In times of crisis folks tend to look for radical change rather than steady improvement. Before you know it, Steve Jobs is being (wrongly) touted as the saviour of the auto industry, recent authors are expounding on the Googlification of the industry, and GM is staking everything on the Volt. And I’m not even going to get into the theological implications. But like the old fable of the rabbit and the hare, the steady improvements will be what saves the industry. A study by Carnegie Mellon at Green Car Congress shows that plug-ins with smaller capacity than the Volt’s 40-mile EV range are a more cost effective strategy than the Volt moonshot. Go figure.
Take some deep breaths, Mr Jarvis, and check out what Gordon Murray Design is up to over at Autocar. It’s like open-source, and innovative and stuff. Man. Actually it is a pretty radical vision for such a traditional industry. And it’s being done by folks who know things about cars. Oh yeah, and it’s nothing like Google.

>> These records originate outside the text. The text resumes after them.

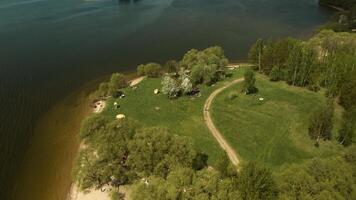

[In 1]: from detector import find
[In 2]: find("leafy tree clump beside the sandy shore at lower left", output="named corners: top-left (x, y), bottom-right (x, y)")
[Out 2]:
top-left (73, 120), bottom-right (138, 190)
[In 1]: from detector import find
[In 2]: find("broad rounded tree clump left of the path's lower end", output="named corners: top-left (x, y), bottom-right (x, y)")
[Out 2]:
top-left (128, 128), bottom-right (195, 178)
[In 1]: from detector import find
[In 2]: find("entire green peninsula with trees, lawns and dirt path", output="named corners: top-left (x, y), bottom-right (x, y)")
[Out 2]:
top-left (73, 31), bottom-right (356, 200)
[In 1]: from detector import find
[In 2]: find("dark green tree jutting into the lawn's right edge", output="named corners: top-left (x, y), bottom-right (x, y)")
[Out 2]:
top-left (308, 105), bottom-right (334, 145)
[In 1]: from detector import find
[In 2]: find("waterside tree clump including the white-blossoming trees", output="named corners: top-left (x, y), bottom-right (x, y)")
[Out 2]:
top-left (137, 46), bottom-right (229, 98)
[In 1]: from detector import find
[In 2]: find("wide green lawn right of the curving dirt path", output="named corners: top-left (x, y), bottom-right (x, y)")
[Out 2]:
top-left (211, 75), bottom-right (342, 168)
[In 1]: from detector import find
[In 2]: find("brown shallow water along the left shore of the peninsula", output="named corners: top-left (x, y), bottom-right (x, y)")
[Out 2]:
top-left (11, 79), bottom-right (96, 199)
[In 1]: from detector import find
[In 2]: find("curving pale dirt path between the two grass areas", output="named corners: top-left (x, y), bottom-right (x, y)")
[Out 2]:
top-left (204, 78), bottom-right (244, 165)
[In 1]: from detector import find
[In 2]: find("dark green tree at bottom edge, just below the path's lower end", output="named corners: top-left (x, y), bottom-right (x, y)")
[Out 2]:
top-left (238, 162), bottom-right (278, 200)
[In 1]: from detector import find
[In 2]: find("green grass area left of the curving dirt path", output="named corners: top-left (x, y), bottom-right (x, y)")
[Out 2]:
top-left (98, 70), bottom-right (246, 165)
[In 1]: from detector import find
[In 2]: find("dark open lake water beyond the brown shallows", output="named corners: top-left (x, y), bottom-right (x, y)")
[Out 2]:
top-left (0, 0), bottom-right (331, 199)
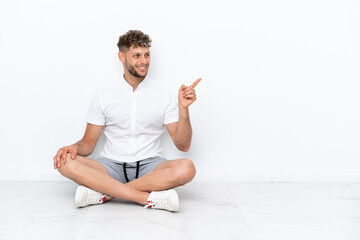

When Nissan introduced the Murano as a 2003 model, the styling raised more than a few eyebrows. In 2008, Nissan embarked on a Quest to redesign the machine as a less visually “intriguing” CUV. They tried to thread to proverbial needle: keep the Murano instantly recognizable while updating every body panel and adding one of the most bizarre snouts available on any automobile at any price. As the pimply-faced high school geek cum dot-com billionaire proved, looks can be deceiving. Does the same hold true for the “It Came from Outer Space (or France)” Murano S?